• Rien qu’entre juste et bonne parole ? les convivialistes (colloque de Rennes)

     Jean-Claude Leroy

     

    Réunissant chercheurs, essayistes, militants et gens du terrain social, venus surtout de France mais aussi d’Italie, d’Allemagne, du Brésil et du Japon, sous l’intitulé Un autre monde se construit, le colloque des Convivialistes qui s’est tenu à l’université Rennes 2 à la fin d’octobre 2015 pouvait paraître prometteur, l’avenir dira ce qu’il était, ce qu’il fut.

    L’économiste politique Marc Humbert, de l’université Rennes 1, était l’organisateur de ses journées, le sociologue fondateur du MAUSS (Mouvement anti-utilitariste en sciences sociales), Alain Caillé en étant désigné par ses confrères comme le « grand timonier ».

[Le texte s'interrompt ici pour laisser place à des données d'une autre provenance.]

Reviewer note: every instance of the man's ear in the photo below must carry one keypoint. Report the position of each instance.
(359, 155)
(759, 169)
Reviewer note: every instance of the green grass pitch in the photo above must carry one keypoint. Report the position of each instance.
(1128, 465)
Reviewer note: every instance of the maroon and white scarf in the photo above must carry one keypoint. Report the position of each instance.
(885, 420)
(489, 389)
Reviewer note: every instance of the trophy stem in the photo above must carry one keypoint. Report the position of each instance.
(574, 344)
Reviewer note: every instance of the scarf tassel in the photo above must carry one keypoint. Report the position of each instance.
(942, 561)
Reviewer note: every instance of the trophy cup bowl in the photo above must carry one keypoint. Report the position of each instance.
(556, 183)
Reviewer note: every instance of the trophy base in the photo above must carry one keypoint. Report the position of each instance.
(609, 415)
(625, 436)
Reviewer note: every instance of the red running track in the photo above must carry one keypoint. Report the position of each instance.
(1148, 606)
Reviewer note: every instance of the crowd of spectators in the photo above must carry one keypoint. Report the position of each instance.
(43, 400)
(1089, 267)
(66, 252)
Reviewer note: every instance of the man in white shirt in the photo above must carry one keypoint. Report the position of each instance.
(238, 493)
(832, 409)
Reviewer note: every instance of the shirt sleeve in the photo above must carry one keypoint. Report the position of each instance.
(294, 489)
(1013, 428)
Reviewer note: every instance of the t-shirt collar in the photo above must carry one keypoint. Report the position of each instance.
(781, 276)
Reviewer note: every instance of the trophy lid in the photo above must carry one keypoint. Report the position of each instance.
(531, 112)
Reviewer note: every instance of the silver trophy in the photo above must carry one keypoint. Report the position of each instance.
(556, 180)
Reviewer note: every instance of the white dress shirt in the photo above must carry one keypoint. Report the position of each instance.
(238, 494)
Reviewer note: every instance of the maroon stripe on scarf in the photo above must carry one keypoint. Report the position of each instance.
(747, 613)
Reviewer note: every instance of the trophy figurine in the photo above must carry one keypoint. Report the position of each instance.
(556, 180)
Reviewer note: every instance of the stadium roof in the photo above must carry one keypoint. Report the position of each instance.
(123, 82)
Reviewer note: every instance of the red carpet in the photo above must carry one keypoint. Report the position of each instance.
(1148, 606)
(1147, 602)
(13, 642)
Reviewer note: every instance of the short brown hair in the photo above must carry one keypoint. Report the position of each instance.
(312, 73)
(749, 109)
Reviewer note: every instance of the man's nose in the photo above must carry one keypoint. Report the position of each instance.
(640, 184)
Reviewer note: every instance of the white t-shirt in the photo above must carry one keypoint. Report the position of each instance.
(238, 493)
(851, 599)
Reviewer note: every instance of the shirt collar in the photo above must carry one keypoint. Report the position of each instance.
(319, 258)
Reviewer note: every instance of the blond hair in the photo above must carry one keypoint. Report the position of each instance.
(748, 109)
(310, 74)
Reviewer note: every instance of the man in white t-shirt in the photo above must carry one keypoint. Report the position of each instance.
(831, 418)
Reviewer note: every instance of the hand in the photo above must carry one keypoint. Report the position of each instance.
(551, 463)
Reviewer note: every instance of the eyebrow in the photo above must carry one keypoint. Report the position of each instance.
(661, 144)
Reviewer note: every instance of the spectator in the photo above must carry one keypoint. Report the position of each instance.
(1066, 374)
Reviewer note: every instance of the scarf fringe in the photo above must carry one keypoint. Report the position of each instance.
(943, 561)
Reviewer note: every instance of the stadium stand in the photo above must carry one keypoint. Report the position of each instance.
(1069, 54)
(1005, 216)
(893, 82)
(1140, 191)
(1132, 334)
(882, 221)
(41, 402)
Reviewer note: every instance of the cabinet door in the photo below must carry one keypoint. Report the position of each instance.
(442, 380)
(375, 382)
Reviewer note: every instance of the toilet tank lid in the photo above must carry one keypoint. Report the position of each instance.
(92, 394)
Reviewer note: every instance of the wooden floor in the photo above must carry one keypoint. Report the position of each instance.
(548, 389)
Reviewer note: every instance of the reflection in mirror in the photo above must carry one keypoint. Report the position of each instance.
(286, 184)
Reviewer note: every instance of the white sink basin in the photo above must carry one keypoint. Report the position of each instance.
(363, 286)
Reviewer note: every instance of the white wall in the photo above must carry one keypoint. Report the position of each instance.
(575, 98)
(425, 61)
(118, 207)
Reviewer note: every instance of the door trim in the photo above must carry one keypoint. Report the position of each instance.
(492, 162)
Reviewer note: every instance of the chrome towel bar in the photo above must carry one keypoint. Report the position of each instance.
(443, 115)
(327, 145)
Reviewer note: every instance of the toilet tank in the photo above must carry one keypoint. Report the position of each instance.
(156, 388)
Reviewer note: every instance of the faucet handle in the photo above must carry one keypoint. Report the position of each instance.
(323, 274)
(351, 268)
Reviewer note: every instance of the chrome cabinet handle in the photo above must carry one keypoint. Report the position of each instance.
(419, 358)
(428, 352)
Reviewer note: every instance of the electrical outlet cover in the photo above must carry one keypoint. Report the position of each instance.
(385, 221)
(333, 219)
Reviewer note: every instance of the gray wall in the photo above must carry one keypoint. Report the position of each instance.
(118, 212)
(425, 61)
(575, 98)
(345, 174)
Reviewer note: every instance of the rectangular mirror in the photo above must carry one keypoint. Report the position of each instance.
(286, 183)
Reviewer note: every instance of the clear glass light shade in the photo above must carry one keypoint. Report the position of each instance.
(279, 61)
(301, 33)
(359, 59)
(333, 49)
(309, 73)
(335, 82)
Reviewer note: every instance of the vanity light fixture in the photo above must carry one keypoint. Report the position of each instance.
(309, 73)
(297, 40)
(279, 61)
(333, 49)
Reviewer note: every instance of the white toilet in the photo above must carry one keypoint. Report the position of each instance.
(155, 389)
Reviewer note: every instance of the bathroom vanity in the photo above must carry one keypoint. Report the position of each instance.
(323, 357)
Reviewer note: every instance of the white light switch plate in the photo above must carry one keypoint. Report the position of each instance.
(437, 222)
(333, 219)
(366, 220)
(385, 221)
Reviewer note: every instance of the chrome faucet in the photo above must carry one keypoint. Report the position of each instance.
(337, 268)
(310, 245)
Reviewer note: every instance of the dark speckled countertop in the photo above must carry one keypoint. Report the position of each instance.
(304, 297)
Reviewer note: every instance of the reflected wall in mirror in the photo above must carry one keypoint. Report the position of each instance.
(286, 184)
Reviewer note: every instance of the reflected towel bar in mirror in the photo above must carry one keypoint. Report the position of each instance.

    Pour préalable, il est utile de savoir que le Manifeste convivialiste a posé quatre principes clefs :

    1) principe de commune humanité : il n’y a qu’une seule humanité qui doit être respectée en la personne de chacun de ses membres.

    2) principe de commune socialité : la plus grande richesse est la richesse des rapports sociaux.

    3) principe d’individuation : la politique légitime et celle qui permet à chacun d’affirmer au mieux son individualité en devenir, en développant ses capabilités, sa puissance d’être et d’agir sans nuire à celle des autres, dans la perspective d’une égale liberté.

    4) principe d’opposition maîtrisée : il est naturel que les êtres humains puissent d’opposer. Mais il ne leur est légitime de la faire qu’aussi longtemps que cela ne met pas en danger le cadre de commune socialité qui rend cette rivalité féconde et non destructrice. La politique bonne est donc celle qui permet aux êtres humains de se différencier en acceptant et maîtrisant le conflit.

    *

    Chef de file des convivialistes, mouvement né du manifeste éponyme signé par une vingtaine de chercheurs anti-libéraux prônant une nouvelle approche du politique, Alain Caillé annonce la couleur : la question croissance-décroissance ne se pose plus. La croissance ne reviendra plus dans les pays riches, il faut inventer un autre type de société, et sortir enfin de l’idée qui voudrait que l’humain ne soit qu’un homo-économicus. Aux quatre grandes idéologies qui ont valu depuis longtemps, le libéralisme, le communisme, le socialisme, l’anarchisme, il voit en commun un même progressisme sur lequel il n’est guère possible de ne pas revenir, l’humanité ayant désormais rencontré la finitude. Une sortie du progressisme ne peut que nous mettre face à des changements spatiaux temporels.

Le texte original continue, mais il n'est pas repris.